Apriti cielo. In Rete sono subito fioccati, copiosi, gli insulti peggiori: «A volte le disgrazie uno se le merita», «curati, vai, che ne hai bisogno», «spero che non arrivi a domenica», «la chemio ha effetti collaterali, bisogna capirlo». Ci fermiamo qui, col vomito verbale, perché visitati da un dubbio: che cosa sarebbe successo a parti inverse, se cioè Mihajlović avesse appoggiato Bonaccini e fosse stato insultato brutalmente per questo? Da Mattarella alla Jebreal, da Lerner alla Boldrini, da Saviano alle Sardine, da Fazio a Floris, l’indignazione sarebbe totale. Invece, siccome il serbo sta con Salvini, allora l’odio va bene: nessuna pietà. Manco verso uno che sta lottando contro un male terribile. Un livello di bassezza mai raggiunto ma, si sa, al peggio non c’è mai fine e all’ideologia di sinistra neppure: e le due cose, quasi sempre, coincidono.

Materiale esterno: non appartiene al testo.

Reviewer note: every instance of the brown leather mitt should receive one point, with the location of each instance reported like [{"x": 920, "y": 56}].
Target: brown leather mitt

Dalla vicenda emerge un altro dilemma impossibile da ignorare: se tanto rancore va ad una figura come Mihajlović, che deve aspettarsi il cittadino comune che dichiarasse simpatie sovraniste al vicino di casa, al collega o all’amico? In altre parole, che razza di clima d’odio stanno creando i corifei dell’accoglienza? Sarebbe il caso che qualcuno iniziasse quanto meno a porsi il problema. Perché incensare lo straniero – purché non sovranista, ovvio – e randellare il compatriota, gradire il migrante e snobbare il residente, adorare il lontano e schifare il prossimo, di umano ha ben poco. Anzi, nulla. Eppure è esattamente in questo paradosso che il fronte progressista si è infilato da tempo, talvolta perfino con la benedizione di certo mondo cattolico. Non resta quindi che prenderne atto e – come ha fatto per tutta una carriera il buon Siniša – tirare un calcio all’odio, quello vero. Quello fatto di altruismo condizionato, della serie «vieni, fatti abbracciare se la pensi come me. Altrimenti crepa».